(cont.)
Kekhawatiran ayahku terbukti benar. Padang Karya yang kini hanya
berupa tanah kosong tak berkehidupan, tak mampu lagi menyediakan sumber
penghidupan bagi seluruh penduduk di negeri ini. Bahan pangan yang semula
dicadangkan oleh para penduduk di pondok mereka masing-masing, telah mencapai batas
penghabisan. Sumber mata air yang telah lama mengering kian menyiksa
kerongkongan-kerongkongan dahaga di negeri ini. Hujan yang menjadi pengharapan
terakhir pun tak kunjung sudi menjatuhkan bulirnya.
Berbulan berlalu, keadaan pemukiman kian menyedihkan. Ribuan keluarga
menderita. Bayi-bayi menangis kelaparan. Orang-orang renta pun satu per satu
tak sanggup bertahan. Keberlangsungan hidup di negeri ini, kini bak berada di
tepian jurang. Satu-satunya jalan untuk keluar dari permasalahan ini ialah
menghidupkan kembali Padang Karya. Melanjutkan tradisi ‘Tutur Karya’ seperti
biasanya. Namun malangnya, tradisi itu kini bagai mustahil ditunaikan kembali.

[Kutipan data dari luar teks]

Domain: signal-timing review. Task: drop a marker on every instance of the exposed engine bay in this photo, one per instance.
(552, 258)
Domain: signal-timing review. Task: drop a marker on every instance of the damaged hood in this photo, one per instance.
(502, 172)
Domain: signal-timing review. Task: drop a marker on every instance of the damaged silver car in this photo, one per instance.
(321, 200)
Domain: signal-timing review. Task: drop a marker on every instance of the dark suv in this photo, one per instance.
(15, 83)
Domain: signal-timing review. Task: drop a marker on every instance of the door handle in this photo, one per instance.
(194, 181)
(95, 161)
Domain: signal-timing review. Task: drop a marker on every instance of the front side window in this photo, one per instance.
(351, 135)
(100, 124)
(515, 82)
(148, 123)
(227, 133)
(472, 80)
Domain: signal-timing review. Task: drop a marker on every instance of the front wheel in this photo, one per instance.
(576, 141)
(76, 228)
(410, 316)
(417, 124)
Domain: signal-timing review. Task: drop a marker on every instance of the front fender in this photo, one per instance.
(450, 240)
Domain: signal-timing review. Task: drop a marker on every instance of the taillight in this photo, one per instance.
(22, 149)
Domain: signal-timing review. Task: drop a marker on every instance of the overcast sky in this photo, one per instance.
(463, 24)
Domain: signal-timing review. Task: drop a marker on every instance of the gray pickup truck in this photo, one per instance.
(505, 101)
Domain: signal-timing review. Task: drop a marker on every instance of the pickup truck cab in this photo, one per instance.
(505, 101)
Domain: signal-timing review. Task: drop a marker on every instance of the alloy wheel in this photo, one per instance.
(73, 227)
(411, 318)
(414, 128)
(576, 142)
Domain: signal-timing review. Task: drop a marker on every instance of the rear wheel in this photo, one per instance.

Semenjak kematian pohon Pena akibat bencana yang datang melanda hari
itu, kekuatan yang melingkupi negeri ini serasa musnah seketika. Tak hanya
terputusnya generasi para penulis akibat pena yang tak lagi mampu dibuahkan
oleh pohon itu. Namun lebih buruk dari itu, ribuan penulis di negeri ini
mendadak kehilangan kemahiran menulisnya. Pena-pena mereka kini tak ubahnya seruas
bambu lapuk. Tak berguna, tak berdaya. Pikiran mereka yang dulu dibanjiri
gagasan-gagasan menarik untuk dituliskan, kini bagaikan halaman kosong tak
bertuan.
Sampai sekarang, belum ada satu pun karya baru tercipta dari ribuan
penulis di negeri ini. Sebuah hambatan bagi berlangsungnya tradisi ‘Tutur
Karya’. Pernah suatu malam para tetua memutuskan menggelar prosesi ‘Tutur
Karya’ di Padang Karya. Meskipun terpaksa hanya dengan menggunakan
tulisan-tulisan lama yang dulu sudah pernah dibacakan. Namun, kiat itu tak
berhasil pula. Padang Karya tetap tak kunjung ditumbuhi berbagai sumber
penghidupan yang sudah amat sangat dibutuhkan oleh penduduk negeri ini. Keadaan
ini sungguh kian memilukan bagiku.
“Kawan, bisakah kita berbuat sesuatu? Negeri ini akan punah jika
keadaan seperti ini berlangsung lebih lama lagi.” ujarku pada Aryan, Panca, dan
Hasta yang kini tengah duduk berjajar di sampingku. Kali ini kami tengah berada
di batu tertinggi di bukit Adnin, tempat kami biasa berkumpul. Bedanya kini kami
tidak datang kemari untuk bermain bergembira seperti dulu. Kami hanya ke sini
untuk sedikit berbagi kesah, sambil menahan lapar bersama.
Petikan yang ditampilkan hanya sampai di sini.